Said White House spokesman Marlin Fitzwater after the bombing of the shelter: It was "a military target ... We don't know why civilians were at this location, but we do know that Saddam Hussein does not share our value in the sanctity of life."

More from '91:

" The civilian population suffered in the extreme from therelentless bombing. Middle East Watch, the human-rights organization, has documented numerous instances of the bombing of apartment houses, crowded markets, bridges filled with pedestrians and civilian vehicles, and a busy central bus station, usually in broad daylight, without a government building or military target of any kind in sight, not even an anti- aircraft gun."

Again and Again:

"Those who tried to escape the bombing horror in Iraq by fleeing to Jordan were subjected to air attacks on the highway between Baghdad and the Jordanian border -- buses, taxis, and private cars were repeatedly assaulted, literally without mercy, by rockets, cluster bombs and machine guns; usually in broad daylight, the targets clearly civilian, with luggage piled on top, with no military vehicles or structures anywhere to be seen, surrounded by open desert, the attacking planes flying extremely close to the ground ... busloads of passengers incinerated, and when people left the vehicles and fled for their lives, planes often swooped down upon them firing away. ... "You're killing us!" cried a Jordanian taxi driver to an American reporter. "You're shooting us everywhere we move! Whenever they see a car or truck, the planes dive out of the sky and chase us. They don't care who we are or what we are. They just shoot." His cry was repeated by hundreds of others. ... The US military, it appears, felt that any vehicle, including those filled with families, might be a cover for carrying military fuel or other war materiel, some perhaps related to Scud missiles; and even carrying civilian fuel was a violation of the embargo."

This was a scene that repeated itself again and again in 2003. Not even the Wikipedia could spin this one:

"At 4:30 am the morning of 13 February, two F-117 stealth fighter/bombers each dropped a 2,000 pound GBU-27 laser-guided bomb on the shelter.

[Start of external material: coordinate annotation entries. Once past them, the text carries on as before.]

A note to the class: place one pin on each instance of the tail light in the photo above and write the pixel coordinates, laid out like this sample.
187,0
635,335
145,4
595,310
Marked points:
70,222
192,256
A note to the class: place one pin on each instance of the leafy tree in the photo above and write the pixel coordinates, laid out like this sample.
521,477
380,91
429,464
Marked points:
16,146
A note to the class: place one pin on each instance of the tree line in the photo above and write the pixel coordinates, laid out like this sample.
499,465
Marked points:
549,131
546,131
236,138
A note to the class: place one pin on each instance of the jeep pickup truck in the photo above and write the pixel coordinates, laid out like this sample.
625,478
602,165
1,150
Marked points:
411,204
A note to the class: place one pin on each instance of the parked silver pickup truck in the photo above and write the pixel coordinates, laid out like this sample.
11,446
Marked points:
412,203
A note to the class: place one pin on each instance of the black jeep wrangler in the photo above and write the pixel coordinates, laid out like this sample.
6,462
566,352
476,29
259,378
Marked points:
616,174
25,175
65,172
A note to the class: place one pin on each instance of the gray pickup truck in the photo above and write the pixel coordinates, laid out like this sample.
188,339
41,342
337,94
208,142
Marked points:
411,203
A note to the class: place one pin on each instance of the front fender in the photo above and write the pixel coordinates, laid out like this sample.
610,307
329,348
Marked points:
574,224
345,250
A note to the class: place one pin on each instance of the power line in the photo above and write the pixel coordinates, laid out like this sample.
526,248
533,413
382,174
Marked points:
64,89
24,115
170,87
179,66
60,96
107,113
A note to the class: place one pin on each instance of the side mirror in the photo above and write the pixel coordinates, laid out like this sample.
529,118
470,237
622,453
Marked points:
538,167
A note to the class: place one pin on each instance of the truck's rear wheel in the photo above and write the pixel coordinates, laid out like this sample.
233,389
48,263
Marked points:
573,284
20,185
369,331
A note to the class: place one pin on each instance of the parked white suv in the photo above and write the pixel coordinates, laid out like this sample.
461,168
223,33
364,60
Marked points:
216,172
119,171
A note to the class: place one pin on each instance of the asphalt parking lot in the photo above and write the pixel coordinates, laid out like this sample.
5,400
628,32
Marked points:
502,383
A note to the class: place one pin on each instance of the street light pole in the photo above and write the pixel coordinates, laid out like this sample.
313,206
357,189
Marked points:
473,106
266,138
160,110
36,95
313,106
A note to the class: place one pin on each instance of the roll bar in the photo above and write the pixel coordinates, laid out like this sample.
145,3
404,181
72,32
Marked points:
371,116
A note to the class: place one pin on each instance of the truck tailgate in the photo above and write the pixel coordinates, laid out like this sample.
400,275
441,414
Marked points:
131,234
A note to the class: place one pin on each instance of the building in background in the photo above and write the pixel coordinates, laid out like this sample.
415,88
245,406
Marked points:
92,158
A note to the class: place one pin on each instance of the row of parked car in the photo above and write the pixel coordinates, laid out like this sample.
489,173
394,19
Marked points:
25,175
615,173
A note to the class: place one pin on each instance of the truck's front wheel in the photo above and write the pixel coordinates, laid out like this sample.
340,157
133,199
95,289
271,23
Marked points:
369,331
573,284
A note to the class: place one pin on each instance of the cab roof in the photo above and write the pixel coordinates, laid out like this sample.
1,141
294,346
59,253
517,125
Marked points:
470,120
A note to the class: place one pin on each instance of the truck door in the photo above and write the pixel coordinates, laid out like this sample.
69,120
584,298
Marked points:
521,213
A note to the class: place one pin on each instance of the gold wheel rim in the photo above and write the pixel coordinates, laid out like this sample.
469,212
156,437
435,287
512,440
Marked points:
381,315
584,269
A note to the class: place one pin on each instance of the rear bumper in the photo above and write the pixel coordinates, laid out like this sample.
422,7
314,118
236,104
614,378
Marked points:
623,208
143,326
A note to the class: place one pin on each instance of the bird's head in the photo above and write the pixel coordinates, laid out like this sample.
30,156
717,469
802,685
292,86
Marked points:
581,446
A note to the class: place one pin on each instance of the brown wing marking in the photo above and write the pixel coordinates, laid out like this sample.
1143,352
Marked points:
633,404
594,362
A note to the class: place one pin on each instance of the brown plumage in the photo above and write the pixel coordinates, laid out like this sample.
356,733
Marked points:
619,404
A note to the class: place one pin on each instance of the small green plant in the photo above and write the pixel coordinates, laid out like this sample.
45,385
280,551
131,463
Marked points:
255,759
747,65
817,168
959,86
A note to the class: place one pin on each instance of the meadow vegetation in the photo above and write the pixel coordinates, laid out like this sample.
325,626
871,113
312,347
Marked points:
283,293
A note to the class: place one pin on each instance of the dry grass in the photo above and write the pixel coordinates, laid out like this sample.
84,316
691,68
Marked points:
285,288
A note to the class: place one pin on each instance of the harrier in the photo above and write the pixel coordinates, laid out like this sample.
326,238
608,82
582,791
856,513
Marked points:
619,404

The first cut through ten feet of reinforced concrete before a time-delayed fuse exploded. Minutes later the second bomb followed the path cut by the first bomb. People staying in the upper level were incinerated by heat, while boiling water from the shelter's water tank killed those below. At the time of the bombing there were hundreds of Iraqi civilians in the shelter. More than 400 people were killed; reports vary and the registration book was incinerated in the blast. The dead were overwhelmingly women and children because men and boys over the age of 15 had left the shelter to give the women and children some privacy. The blast sent shrapnel into surrounding buildings, shattering glass windows and splintering their foundations. The shelter is maintained as a memorial to those who died within it, featuring photos of those killed. According to visitors' reports, Umm Greyda, a woman who lost eight children in the bombing, moved into the shelter to help create the memorial, and serves as its primary guide."

That shelter features in this documentary:








Comprehensive post-World War II government studies had concluded that "the dread of disease and the hardships imposed by the lack of sanitary facilities were bound to have a demoralizing effect upon the civilian population", and that there was a "reliable and striking" correlation between the disruption of public utilities and the willingness of the German population to accept unconditional surrender. In the Iraqi case there was a further motivation: to encourage desperate citizens to rise up and overthrow Saddam Hussein. Said a US Air Force planner: 

Big picture, we wanted to let people know, "Get rid of this guy and we'll be more than happy to assist in rebuilding. We're not going to tolerate Saddam Hussein or his regime. Fix that, and we'll fix your electricity."

Civilians have always been targeted and nothing is going to change that. They will die by the millions like always. There are currently over 2 Million Iraqi war widows. Anyone who cavalierly proposes that there was "oh about 100,000 dead give or take" is a lying shit and deserves to be sent to the next war zone dressed as a civilian. Let's see how much shit they talk then.